The Department of Health and Human Services announced a new policy Wednesday to improve transparency in the pharmaceutical industry.
Starting this summer, TV commercials for prescription drugs covered by Medicaid or Medicare must mention the list price if it exceeds $35 for the standard treatment course or monthly supply.
“Patients have a right to know, and if you’re ashamed of your drug prices, change your drug prices,” HHS Secretary Alex Azar told reporters Wednesday, according to Time magazine.
The policy has no enforcement mechanism but depends on companies suing rivals that violate the standard, Azar said. The HHS will also publish a list of drugs with non-compliant ads.
“Patients who are struggling with high drug costs are in that position because of the high list prices that drug companies set,” Azar said in a press release. “Making those prices more transparent is a significant step in President Trump’s efforts to reform our prescription drug markets and put patients in charge of their own healthcare.”

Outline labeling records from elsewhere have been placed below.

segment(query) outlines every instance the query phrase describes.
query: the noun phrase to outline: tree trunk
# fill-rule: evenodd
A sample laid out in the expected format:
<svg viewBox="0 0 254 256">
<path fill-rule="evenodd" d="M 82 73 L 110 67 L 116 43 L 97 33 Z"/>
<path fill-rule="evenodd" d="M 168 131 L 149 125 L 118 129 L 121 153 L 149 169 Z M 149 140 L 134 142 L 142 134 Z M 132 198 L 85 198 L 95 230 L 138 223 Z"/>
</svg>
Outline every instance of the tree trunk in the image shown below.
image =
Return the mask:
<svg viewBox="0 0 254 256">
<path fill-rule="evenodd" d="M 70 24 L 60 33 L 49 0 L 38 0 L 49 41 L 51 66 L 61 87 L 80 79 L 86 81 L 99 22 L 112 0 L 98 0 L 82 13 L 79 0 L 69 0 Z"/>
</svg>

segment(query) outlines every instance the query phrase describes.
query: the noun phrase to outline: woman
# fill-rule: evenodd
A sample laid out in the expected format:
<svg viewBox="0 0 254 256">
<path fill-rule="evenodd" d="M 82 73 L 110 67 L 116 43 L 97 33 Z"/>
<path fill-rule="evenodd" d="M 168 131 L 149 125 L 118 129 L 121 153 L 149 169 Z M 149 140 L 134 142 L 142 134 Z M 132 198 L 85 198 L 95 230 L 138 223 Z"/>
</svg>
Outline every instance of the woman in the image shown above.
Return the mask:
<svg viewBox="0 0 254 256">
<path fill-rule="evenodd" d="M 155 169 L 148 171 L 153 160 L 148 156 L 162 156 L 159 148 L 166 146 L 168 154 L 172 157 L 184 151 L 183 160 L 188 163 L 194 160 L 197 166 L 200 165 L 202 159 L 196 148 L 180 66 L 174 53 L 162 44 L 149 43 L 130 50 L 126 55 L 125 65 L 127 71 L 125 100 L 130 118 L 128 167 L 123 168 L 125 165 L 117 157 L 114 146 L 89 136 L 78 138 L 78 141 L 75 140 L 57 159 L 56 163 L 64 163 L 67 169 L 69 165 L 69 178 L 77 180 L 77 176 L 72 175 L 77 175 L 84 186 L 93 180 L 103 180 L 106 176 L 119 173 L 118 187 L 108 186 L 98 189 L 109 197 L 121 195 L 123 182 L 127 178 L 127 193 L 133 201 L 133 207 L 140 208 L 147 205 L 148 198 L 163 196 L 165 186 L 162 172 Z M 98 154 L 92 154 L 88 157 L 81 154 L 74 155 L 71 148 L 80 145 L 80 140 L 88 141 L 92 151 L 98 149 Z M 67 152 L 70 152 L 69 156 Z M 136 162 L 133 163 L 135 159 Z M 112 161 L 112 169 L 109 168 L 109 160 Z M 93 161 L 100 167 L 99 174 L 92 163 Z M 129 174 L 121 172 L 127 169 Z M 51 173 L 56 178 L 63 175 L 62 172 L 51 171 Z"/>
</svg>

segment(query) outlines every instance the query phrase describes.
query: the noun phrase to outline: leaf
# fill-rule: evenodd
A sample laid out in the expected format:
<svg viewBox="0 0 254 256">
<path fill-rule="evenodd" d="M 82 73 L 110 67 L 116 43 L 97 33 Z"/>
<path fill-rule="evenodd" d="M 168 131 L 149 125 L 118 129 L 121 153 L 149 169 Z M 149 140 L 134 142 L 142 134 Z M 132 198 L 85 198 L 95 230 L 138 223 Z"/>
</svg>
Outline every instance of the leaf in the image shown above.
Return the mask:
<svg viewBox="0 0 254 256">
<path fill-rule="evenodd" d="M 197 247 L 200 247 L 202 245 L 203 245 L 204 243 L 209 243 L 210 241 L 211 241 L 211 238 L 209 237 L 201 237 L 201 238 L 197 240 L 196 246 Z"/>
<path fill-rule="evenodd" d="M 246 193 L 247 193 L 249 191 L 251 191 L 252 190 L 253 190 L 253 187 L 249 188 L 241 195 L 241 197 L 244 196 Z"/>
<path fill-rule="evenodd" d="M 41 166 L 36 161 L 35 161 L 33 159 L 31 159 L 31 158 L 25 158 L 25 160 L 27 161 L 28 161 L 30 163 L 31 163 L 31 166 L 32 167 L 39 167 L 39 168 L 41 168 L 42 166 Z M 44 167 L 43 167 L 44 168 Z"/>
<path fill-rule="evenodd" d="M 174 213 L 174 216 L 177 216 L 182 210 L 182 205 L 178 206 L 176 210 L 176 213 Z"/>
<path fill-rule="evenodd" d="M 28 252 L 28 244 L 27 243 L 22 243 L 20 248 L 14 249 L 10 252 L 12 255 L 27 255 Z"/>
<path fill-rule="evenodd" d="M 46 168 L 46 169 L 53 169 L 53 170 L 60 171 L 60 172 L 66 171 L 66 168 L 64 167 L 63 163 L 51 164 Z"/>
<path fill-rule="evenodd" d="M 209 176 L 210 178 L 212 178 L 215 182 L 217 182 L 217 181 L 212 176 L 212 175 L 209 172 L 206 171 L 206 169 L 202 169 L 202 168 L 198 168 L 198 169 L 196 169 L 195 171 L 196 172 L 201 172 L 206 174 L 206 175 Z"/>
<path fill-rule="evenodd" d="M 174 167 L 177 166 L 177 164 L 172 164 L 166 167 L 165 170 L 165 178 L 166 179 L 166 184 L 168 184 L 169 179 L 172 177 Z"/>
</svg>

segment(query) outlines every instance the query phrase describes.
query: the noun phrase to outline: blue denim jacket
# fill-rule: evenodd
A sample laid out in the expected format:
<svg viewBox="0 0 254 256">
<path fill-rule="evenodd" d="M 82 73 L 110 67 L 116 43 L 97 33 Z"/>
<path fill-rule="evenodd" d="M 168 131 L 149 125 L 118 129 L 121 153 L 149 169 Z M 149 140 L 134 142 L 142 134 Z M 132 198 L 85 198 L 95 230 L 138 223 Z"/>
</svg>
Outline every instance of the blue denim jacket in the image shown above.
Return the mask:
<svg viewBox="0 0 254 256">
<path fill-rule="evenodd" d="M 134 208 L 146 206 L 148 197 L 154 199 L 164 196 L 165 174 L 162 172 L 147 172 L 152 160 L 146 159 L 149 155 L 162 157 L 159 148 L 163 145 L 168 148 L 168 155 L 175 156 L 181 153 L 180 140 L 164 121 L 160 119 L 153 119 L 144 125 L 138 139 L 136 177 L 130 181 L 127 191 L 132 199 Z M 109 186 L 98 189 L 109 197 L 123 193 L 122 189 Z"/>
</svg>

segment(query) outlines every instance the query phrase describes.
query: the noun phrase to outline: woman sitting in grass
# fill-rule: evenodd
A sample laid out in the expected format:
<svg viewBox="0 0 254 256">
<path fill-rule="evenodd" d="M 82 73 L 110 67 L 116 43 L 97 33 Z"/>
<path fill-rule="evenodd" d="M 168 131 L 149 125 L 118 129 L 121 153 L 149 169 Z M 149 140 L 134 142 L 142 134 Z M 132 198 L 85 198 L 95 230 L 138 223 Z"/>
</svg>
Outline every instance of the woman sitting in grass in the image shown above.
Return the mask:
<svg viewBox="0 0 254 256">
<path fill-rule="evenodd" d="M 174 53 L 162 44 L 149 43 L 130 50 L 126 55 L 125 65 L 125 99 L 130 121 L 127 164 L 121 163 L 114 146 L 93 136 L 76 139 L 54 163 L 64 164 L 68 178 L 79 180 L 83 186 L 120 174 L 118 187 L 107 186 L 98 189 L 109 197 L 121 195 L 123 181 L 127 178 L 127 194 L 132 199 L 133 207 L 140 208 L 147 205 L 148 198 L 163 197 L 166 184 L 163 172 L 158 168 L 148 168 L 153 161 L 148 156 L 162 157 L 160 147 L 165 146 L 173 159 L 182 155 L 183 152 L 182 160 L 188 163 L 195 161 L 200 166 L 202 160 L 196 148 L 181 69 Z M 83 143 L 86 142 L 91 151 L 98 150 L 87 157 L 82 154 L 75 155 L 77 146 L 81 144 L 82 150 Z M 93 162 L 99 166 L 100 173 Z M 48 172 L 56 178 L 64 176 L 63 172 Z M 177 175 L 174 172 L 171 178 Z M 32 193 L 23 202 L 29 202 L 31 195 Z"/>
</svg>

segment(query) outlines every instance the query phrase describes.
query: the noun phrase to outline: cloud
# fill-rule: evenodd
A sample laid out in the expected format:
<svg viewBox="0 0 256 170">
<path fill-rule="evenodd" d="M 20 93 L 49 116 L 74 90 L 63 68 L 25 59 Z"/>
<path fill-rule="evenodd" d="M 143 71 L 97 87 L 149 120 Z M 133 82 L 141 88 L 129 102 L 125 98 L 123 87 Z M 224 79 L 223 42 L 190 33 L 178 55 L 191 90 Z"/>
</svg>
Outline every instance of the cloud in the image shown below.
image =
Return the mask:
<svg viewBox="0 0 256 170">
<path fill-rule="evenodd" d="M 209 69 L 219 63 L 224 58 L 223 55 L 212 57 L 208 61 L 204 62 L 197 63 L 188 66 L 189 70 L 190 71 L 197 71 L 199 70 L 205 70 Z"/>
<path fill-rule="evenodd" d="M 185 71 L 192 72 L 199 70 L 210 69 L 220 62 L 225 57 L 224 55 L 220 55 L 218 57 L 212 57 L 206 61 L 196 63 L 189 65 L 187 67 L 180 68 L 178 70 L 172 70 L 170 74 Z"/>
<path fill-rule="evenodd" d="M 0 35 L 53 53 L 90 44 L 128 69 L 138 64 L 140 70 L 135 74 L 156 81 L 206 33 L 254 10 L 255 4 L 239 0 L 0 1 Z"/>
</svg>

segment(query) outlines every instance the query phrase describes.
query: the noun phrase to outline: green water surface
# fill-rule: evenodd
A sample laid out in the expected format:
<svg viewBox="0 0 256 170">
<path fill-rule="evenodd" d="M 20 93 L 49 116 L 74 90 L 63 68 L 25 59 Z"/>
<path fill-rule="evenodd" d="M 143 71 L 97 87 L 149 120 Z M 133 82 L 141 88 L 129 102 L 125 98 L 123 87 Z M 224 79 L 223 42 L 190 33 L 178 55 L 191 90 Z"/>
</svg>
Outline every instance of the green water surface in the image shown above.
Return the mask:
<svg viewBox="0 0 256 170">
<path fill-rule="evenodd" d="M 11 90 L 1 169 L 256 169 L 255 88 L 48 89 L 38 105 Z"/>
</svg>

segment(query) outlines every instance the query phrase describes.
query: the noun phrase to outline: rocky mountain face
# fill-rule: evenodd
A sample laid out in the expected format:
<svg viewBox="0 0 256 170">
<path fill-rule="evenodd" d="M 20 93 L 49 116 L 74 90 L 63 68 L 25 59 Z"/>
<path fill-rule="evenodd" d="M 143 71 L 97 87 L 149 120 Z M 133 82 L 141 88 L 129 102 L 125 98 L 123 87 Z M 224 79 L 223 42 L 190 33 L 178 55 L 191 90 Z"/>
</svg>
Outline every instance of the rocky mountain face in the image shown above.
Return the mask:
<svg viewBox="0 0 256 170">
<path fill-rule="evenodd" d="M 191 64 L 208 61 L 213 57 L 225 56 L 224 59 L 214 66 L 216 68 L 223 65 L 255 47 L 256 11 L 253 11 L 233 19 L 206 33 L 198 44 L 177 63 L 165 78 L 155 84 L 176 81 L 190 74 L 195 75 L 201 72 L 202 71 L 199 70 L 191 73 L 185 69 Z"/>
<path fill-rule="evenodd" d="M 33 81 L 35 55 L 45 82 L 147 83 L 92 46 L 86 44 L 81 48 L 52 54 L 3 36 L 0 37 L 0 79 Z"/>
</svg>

While one company — Johnson & Johnson (NYSE: JNJ) — has already begun publicizing prices, others in the industry are averse to the practice. The Pharmaceutical Research and Manufacturers of America opposed the new regulation.
“We are concerned that the Administration’s rule requiring list prices in direct-to-consumer television advertising could be confusing for patients and may discourage them from seeking needed medical care,” the organization told the Associated Press.
The PhRMA established industry principles in October that encourage voluntary price listing in commercials. The standards became effective April 15.
The federal mandate will affect, at the very least, the firms behind the 10 most advertised drugs in the industry. The Department of Health and Human Services noted the top 10 sell for between $488 and $16,938.
To supplement the ad initiative, President Donald Trump is urging Congress to craft bipartisan legislation combating unexpected medical costs.
One recommendation is to prevent out-of-network emergency doctors from sending patients balance bills. Others would establish constant out-of-pocket costs for in- and out-of-network providers, or would require providers to estimate out-of-pocket costs.